Marsella ha sido para mí, este verano, el sueño roto, como lo es, de una forma más dramática y sangrante, Europa para miles de inmigrantes en la que una esperanza ciega les arroja a la mar, a la muerte o a la indiferencia del viejo continente.

Tras una semana cargada de problemas familiares, con el agotamiento de un largo año de incertidumbres, nos dirigimos mi mujer Palmira y yo, en la tercera o cuarta ola de calor en nuestra Región de Murcia, al Sur de Francia, huyendo (no sé de qué) o buscando (tampoco lo sé) algo diferente.

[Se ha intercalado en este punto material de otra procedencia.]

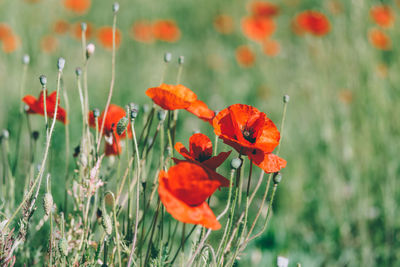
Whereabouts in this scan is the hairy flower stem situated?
[12,64,28,176]
[4,70,62,229]
[96,12,117,152]
[128,119,144,267]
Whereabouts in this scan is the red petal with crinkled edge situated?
[186,100,215,124]
[146,83,197,110]
[247,150,286,173]
[158,171,221,230]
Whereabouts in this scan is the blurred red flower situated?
[236,45,256,68]
[174,133,231,172]
[368,28,392,50]
[213,104,286,173]
[294,10,331,36]
[131,20,154,43]
[153,20,181,43]
[146,83,197,110]
[89,104,132,156]
[22,90,67,124]
[250,1,279,18]
[97,26,122,49]
[214,14,234,34]
[369,5,395,28]
[158,162,229,230]
[241,16,276,41]
[63,0,91,15]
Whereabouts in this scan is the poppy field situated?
[0,0,400,267]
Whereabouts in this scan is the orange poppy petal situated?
[247,150,286,173]
[146,84,197,110]
[158,171,221,230]
[186,100,215,123]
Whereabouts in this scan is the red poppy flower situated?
[175,133,231,170]
[153,20,181,43]
[368,28,392,50]
[158,162,228,230]
[250,1,279,18]
[369,5,395,28]
[295,10,331,36]
[213,104,286,173]
[89,104,132,156]
[97,26,121,49]
[186,100,215,123]
[214,14,234,34]
[22,91,67,124]
[63,0,91,15]
[131,20,154,43]
[236,45,256,68]
[146,83,197,110]
[242,16,276,41]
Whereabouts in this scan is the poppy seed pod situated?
[75,67,82,77]
[57,57,65,71]
[101,212,112,235]
[231,158,243,170]
[93,108,100,118]
[22,54,31,65]
[43,193,53,216]
[157,110,167,121]
[81,22,87,32]
[164,52,172,63]
[39,75,47,86]
[274,172,282,184]
[117,117,129,135]
[178,56,185,65]
[113,2,119,13]
[283,95,290,103]
[58,238,68,257]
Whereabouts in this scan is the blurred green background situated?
[0,0,400,266]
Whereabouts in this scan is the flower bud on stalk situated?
[22,54,31,65]
[164,52,172,63]
[117,117,129,135]
[57,57,65,71]
[43,193,53,216]
[39,75,47,86]
[231,158,243,170]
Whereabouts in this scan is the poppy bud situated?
[86,43,96,58]
[283,95,290,103]
[274,172,282,184]
[231,158,243,170]
[32,131,39,141]
[178,56,185,65]
[43,193,53,216]
[22,54,31,65]
[58,238,68,257]
[1,129,10,139]
[143,104,150,113]
[276,256,289,267]
[157,110,167,121]
[164,52,172,63]
[39,75,47,86]
[113,2,119,13]
[117,117,129,135]
[75,67,82,77]
[81,22,87,32]
[93,108,100,118]
[101,212,112,235]
[57,57,65,71]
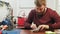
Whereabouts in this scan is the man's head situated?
[35,0,46,12]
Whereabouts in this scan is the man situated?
[25,0,60,30]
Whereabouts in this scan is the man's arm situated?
[49,11,60,29]
[24,10,34,28]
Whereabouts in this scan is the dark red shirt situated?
[25,8,60,29]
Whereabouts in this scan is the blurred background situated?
[0,0,60,26]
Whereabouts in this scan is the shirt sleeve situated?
[49,11,60,29]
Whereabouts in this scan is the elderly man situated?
[25,0,60,30]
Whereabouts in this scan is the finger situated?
[40,26,44,30]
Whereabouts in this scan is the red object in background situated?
[0,31,2,34]
[18,17,26,26]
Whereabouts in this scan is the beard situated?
[36,11,45,18]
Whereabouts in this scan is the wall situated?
[0,0,59,20]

Una nostalgia de mis bisabuelos cehegineros (Ciller-Moya-Piñero), emigrantes al país vecino muy al principio del siglo XX, nos llevó por un desierto de asfalto a Marsella, la ciudad que contemplaba en mi niñez a través de unas postales que nos llegaban de la familia, de aquel histórico puerto (mi refugio en estos días), o de su imponente Notre-Dame de la Garde, o de su Catedral, o del castizo barrio de Le Panier, del Castillo de If o de su Parque Natural de Calanque o simplemente del jabón que, desde la Edad Media, extiende el nombre de la ciudad por el mundo entero € Todo eso sigue ahí: adornado con muchos museos (como el MUCEM, Museo de las Civilizaciones de Europa y del Mediterráneo) o con la recuperación de vestigios de su larga historia, realizado con fondos de la Unión Europea, al convertirse en la Capital Europea de la Cultura en el 2013, «la Culture a trouvé sa capitale» o bajad a la capital decían con orgullo. Todo ello, con un objetivo final de paliar la imagen de degradación que venía proyectando y promover otra mucho más hermosa como es la integración cultural.

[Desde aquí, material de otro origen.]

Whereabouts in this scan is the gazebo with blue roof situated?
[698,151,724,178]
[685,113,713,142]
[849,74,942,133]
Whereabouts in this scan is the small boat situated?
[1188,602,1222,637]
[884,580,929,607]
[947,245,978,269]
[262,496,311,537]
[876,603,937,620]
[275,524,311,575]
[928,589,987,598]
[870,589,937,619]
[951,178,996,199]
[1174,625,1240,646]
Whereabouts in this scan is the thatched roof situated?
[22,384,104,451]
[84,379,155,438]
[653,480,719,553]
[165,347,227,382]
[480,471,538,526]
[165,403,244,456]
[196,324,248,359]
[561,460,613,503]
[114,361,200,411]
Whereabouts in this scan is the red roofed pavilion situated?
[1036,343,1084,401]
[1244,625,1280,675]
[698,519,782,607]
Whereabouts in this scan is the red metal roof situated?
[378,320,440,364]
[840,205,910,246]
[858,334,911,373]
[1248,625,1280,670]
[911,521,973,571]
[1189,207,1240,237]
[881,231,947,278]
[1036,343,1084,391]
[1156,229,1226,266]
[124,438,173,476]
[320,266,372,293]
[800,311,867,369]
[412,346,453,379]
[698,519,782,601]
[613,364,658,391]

Con ese bagaje (palabra francesa que quiere decir equipaje), llegamos allí, para reencontrarme con mis fotografías infantiles, mi familia o, románticamente, con aquellos fieros y rebeldes sans culottes (campesinos, artesanos, sirvientes, tenderos) que en 1789 lucharon contra el Imperio Austriaco y dieron nombre al himno nacional de Francia -dicen-, un canto violento conocido mundialmente como La Marsellesa.

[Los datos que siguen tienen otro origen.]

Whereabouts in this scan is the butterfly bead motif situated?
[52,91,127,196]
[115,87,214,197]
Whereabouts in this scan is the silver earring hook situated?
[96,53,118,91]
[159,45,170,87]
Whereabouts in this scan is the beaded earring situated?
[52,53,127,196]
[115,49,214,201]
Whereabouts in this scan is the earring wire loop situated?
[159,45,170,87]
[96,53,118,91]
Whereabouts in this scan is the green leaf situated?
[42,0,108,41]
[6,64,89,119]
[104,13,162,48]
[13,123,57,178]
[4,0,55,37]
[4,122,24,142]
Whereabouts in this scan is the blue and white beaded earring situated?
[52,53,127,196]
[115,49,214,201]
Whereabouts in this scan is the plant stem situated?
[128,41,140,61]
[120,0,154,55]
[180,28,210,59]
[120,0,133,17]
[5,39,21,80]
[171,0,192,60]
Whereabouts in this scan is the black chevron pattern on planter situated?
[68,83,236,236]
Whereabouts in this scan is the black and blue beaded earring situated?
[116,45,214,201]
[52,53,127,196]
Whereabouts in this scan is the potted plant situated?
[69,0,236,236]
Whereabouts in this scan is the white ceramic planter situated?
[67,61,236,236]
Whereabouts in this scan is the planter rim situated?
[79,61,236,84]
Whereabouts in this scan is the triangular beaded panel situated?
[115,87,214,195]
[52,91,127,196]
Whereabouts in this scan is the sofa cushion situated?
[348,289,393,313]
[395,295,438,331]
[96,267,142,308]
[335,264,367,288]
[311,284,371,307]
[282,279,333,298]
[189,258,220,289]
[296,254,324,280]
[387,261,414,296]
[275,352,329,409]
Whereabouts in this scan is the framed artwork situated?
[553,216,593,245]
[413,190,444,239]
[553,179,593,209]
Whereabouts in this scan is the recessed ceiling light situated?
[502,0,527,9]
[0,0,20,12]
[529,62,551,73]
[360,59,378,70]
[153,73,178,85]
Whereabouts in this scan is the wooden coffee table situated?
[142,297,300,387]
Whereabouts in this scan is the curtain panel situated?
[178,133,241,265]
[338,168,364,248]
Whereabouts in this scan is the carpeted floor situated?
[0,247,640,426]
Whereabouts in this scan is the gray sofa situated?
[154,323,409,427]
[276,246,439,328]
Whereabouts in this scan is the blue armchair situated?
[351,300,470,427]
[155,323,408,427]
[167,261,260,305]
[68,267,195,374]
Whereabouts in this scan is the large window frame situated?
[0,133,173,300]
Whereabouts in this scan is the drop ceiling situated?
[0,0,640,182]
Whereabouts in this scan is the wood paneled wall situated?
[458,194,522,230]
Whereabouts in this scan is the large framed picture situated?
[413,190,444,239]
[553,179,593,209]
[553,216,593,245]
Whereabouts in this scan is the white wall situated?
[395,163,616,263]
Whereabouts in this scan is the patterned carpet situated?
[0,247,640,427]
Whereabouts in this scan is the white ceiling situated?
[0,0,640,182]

Pero€ ¡Nunca hubo en mí tanto desencanto, un sueño de tanto años, roto, destrozado en unos minutos, como el que se produjo al llegar a la segunda ciudad más importante de Francia! Y al mismo tiempo, ¡jamás había sentido tanto recuerdo y tanta añoranza por «esta tierra mía, esta tierra nuestra€ esta España viva, esta España muerta», que cantaba la desaparecida y casi olvidada Cecilia, a la que un trabajo de la carrera de Periodismo me permitió conocer.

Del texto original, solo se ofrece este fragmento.